Somoto still has fewer than 10 hotels and is not a major stop on the Central American backpacker circuit. Tourists visit Somoto primarily to go tubing in the Monumento Nacional Cañón de Somoto. The Cañón de Somoto is featured on the 50 cordoba banknote and has been mentioned in both the Lonely Planet and Tripadvisor.

Somoto is often credited with being the birthplace of the Rosquilla. A traditional Nicaraguan snack, Rosquillas are made by making rings of cornmeal with a cane sugar center and baking them in large wood-fired cob ovens. Day tours of the Rosquilla factory in Somoto can be arranged and may include samples and a hands-on lesson in their preparation and history.

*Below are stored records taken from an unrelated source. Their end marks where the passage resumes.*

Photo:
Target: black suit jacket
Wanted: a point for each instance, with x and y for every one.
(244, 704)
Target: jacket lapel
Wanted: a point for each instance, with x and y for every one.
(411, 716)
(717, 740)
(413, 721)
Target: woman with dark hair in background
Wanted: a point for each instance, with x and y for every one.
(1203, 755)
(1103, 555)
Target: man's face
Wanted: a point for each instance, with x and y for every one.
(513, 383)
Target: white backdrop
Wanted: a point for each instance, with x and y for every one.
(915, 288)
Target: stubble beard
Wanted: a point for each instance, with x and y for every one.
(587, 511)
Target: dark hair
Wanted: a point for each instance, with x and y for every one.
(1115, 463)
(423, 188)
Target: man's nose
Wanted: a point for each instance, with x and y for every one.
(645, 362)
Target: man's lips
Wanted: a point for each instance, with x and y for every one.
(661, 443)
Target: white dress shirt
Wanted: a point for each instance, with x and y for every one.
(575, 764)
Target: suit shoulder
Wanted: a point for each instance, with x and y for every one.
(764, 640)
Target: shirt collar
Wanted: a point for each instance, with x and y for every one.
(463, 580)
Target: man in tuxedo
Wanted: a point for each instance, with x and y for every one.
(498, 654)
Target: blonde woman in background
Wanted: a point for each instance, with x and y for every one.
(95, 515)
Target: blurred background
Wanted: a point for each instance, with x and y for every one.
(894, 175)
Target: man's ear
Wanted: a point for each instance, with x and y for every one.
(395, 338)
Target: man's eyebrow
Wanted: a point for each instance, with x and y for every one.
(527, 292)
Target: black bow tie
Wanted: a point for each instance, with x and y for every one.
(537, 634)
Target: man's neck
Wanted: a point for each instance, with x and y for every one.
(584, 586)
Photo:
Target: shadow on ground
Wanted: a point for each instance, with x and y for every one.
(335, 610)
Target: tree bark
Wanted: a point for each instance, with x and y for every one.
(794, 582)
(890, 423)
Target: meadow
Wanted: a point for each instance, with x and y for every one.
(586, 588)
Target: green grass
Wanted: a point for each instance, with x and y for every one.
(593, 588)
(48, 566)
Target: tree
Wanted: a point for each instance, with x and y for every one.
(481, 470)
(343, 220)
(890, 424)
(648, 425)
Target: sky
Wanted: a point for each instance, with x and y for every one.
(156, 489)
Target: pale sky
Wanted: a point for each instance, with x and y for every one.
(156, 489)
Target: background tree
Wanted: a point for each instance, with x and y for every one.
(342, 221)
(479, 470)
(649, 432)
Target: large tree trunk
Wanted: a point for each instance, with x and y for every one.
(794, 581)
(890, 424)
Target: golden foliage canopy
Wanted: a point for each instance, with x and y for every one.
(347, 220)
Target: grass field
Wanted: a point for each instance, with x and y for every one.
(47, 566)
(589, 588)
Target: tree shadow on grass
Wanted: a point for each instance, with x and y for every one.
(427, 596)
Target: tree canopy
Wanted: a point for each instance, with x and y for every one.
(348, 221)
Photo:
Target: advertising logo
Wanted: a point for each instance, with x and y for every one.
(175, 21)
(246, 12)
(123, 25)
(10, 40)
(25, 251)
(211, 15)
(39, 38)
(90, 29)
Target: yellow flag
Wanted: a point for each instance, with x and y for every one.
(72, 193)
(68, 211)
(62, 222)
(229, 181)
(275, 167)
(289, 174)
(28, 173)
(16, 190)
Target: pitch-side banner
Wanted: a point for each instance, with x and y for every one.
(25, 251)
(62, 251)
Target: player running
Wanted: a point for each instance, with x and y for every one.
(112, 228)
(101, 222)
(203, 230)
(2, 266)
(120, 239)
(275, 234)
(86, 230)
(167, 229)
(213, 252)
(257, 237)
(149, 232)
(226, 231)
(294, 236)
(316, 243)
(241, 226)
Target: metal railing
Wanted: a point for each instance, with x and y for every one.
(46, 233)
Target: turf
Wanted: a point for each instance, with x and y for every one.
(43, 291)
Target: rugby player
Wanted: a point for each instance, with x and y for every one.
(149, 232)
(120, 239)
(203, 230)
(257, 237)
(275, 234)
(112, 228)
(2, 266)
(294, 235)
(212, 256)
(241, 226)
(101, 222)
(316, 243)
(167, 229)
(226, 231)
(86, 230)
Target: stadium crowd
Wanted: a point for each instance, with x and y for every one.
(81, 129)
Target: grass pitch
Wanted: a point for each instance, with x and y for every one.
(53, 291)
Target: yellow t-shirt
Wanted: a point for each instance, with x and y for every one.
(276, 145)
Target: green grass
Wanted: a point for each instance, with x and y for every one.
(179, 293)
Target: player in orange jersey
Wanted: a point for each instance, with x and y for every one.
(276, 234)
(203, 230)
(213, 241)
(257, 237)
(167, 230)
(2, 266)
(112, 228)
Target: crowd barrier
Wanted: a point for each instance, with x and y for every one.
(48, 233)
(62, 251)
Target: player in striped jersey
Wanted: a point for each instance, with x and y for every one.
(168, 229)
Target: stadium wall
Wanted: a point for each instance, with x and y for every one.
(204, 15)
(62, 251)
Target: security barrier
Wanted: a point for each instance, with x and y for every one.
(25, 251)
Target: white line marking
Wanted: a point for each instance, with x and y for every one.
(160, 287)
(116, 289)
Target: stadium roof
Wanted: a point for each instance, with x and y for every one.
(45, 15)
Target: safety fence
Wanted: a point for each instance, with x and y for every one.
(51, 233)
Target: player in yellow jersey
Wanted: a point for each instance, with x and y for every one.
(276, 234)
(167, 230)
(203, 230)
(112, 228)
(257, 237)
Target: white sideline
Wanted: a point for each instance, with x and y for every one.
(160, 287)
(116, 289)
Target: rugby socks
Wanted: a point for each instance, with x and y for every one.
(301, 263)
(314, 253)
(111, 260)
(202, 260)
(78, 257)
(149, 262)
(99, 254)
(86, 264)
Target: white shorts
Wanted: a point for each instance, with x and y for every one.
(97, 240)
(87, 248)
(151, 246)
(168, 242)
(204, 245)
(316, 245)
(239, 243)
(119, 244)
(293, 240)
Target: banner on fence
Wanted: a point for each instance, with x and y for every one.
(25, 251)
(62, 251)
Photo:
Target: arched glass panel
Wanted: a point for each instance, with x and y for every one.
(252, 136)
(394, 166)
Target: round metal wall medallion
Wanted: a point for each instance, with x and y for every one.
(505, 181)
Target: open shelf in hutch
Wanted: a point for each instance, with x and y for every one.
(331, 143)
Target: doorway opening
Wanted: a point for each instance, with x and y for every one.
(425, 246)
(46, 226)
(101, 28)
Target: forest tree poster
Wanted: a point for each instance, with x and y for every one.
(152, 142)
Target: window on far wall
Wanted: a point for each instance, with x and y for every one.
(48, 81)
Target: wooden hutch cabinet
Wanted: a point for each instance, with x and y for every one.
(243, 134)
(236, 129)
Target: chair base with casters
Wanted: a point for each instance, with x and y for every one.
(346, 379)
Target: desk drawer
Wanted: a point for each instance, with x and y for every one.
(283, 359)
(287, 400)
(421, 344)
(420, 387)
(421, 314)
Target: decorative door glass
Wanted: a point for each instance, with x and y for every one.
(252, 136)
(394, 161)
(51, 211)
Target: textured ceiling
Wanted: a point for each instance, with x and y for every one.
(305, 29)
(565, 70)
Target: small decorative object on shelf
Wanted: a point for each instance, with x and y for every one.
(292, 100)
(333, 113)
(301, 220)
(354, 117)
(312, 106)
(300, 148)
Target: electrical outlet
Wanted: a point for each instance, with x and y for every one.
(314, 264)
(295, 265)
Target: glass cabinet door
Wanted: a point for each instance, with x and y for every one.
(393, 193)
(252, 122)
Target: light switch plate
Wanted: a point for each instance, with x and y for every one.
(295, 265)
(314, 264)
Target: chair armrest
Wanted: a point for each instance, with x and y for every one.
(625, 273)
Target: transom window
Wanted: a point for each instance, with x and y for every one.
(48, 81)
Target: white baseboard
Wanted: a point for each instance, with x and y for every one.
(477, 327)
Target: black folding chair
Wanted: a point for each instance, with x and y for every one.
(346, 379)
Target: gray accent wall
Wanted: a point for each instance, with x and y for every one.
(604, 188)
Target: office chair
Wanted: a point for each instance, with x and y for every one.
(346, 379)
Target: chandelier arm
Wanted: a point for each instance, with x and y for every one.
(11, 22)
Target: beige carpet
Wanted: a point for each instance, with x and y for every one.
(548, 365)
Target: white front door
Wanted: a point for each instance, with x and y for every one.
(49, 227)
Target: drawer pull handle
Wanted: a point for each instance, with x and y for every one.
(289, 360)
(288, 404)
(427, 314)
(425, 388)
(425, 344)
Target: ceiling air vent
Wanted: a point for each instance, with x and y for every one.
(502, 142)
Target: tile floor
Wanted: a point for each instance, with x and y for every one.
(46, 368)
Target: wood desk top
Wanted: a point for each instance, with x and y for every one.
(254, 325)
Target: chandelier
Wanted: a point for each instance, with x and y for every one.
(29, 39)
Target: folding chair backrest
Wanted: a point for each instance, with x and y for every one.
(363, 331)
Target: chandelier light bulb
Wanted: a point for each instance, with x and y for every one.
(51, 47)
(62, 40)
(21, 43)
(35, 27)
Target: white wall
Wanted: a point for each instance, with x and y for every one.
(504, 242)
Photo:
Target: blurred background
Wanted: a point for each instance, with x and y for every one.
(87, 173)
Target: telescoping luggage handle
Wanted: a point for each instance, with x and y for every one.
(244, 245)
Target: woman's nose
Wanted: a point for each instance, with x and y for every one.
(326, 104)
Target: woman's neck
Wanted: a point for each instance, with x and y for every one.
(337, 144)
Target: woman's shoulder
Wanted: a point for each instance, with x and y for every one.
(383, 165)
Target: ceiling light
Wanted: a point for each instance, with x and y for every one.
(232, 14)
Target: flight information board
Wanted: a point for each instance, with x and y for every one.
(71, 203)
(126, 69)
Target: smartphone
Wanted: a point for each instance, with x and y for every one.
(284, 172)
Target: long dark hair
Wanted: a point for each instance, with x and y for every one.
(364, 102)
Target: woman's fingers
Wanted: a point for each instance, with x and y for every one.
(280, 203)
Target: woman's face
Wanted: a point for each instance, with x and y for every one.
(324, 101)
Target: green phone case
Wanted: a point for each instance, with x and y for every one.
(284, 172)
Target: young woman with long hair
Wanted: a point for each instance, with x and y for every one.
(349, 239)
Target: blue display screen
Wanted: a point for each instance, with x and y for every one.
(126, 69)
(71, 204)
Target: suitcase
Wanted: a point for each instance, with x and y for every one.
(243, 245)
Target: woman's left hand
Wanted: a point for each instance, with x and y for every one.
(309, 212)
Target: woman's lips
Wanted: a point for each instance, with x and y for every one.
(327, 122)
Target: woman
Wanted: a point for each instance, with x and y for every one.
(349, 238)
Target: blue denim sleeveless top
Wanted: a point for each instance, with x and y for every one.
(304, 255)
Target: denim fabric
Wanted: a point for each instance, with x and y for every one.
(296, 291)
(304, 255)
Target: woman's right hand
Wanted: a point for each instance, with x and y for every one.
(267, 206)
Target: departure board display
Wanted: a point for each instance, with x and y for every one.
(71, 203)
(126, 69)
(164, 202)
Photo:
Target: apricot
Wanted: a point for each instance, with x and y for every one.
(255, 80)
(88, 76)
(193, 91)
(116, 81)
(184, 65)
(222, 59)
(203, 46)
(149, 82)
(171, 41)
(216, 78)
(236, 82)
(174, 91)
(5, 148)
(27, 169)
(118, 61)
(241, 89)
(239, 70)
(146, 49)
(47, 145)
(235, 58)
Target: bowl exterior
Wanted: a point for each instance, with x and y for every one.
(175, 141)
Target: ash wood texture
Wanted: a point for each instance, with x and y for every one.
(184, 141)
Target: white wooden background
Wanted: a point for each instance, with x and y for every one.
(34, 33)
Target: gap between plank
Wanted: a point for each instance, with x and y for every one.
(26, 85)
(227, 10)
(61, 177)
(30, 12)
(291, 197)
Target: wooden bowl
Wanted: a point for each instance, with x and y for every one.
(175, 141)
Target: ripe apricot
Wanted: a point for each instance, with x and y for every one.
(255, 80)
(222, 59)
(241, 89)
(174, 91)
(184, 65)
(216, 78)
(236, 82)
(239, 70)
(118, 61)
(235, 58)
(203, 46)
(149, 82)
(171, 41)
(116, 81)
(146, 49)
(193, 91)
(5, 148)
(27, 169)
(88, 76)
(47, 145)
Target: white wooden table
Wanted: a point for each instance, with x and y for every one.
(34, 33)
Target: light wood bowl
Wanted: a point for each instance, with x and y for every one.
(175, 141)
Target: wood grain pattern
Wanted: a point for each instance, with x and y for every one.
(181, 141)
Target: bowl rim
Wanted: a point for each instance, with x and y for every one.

==International relations==
The Merced/Somoto Sister City Committee was formed in 1988 by members of the Merced Central America Support Group, who were matched with Somoto by the Nicaraguan Embassy. In March 1992 were granted official sister city status by a unanimous vote of the Merced City Council..

Somoto also has links with the following:
- Lasarte-Oria, Basque Country, Spain
- Llodio, Basque Country, Spain
- Leganés, Madrid, Spain
- Vic, Catalonia, Spain
- Fougères, Brittany, France

==Sports==
The Real Madriz football team is based in Somoto.